To say the Pokémon Go craze is sweeping the globe would be somewhat of an understatement. But there's a fine line between you slacking off at work in order to try to catch a Pikachu and a reporter ignoring an ISIS briefing in his pursuit of catching 'em all.
As you can see in the video above, US State Department spokesman John Kirby was in the middle of a press briefing when he apparently noticed a reporter playing Pokémon Go on his phone.
Kirby was standing up there, trying to inform the media about ongoing efforts to combat terrorism around the world. But who has time for that shit when there's a Charizard in sight, right?
Come on, people. It's called "priorities."
Kirby must've spotted this reporter playing Pokémon Go because he appears to do a double take before he says,
You're playing the Pokémon thing right there, aren't you?
AREN'T YOU, you sick son of a bitch?
Well, this reporter must've anticipated such a moment because it sounded like he had his cool response pretty prepared. You can hear this esteemed journalist say,
I'm just keeping my eye on it.
Like, oh: That's cool. I'll keep going on about ISIS and the threat of global terrorism, but you keep your eyes firmly fixed on any potential Pokémon roaming about.
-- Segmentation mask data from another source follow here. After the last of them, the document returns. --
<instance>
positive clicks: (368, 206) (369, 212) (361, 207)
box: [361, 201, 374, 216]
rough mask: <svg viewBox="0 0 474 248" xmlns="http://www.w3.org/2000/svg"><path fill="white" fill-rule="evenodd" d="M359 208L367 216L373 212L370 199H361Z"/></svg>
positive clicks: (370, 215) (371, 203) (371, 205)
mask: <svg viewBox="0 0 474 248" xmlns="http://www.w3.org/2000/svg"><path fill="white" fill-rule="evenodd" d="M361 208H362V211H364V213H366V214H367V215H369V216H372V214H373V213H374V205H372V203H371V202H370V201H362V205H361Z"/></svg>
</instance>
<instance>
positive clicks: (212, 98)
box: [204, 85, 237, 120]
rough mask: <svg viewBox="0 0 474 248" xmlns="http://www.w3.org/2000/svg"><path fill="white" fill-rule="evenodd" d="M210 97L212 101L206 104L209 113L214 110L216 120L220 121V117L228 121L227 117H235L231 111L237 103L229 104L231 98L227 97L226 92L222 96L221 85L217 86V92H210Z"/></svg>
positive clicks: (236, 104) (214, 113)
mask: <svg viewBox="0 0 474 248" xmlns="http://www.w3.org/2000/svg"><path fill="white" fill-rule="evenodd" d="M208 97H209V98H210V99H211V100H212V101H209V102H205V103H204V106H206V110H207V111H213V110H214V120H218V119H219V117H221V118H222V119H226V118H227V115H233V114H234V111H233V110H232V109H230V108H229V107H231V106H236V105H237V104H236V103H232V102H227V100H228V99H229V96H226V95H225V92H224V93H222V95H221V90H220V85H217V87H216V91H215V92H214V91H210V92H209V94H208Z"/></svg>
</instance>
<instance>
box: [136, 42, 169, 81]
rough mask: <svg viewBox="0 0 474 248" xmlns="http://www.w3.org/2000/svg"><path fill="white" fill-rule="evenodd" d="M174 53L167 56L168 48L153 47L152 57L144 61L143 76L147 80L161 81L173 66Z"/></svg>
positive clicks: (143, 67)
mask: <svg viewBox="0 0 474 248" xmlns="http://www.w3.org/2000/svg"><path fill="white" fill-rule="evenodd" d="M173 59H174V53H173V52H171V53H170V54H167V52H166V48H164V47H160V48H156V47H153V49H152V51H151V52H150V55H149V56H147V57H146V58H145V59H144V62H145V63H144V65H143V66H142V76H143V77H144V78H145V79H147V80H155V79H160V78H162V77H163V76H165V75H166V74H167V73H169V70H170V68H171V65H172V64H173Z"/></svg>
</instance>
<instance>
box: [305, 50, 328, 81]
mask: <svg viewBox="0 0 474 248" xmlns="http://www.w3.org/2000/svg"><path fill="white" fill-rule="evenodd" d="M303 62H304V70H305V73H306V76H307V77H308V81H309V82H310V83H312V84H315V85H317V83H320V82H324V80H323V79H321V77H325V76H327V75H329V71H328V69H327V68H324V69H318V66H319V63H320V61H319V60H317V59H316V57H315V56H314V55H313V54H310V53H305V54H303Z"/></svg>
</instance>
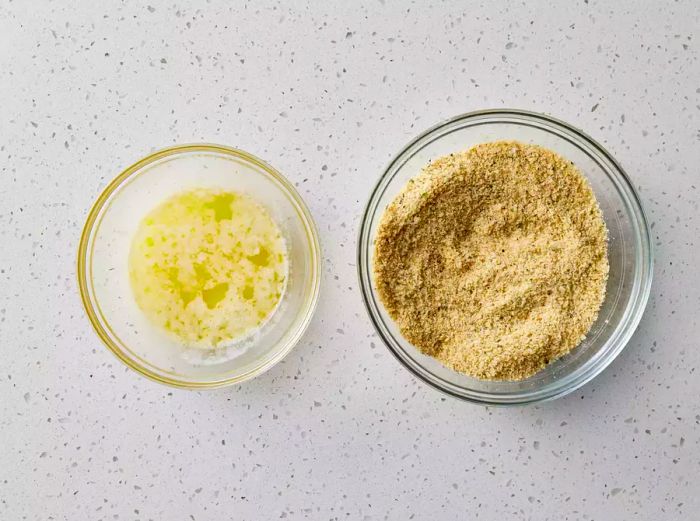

Kirby, like the the good speaker he is, recovers in time to finish the briefing. But he just couldn't resist asking the reporter for a status update. Kirby asked,
Did you get one?
To this, reporter Ash replies, with zero shame,
No. The signal is not very good.
I'm sorry, Ash, this isn't a fucking Pokégym! John Kirby, who is now one of my most favorite people, gets the final word in. He says,
I'm sorry about that.
Holy hell. This is better than an SNL skit.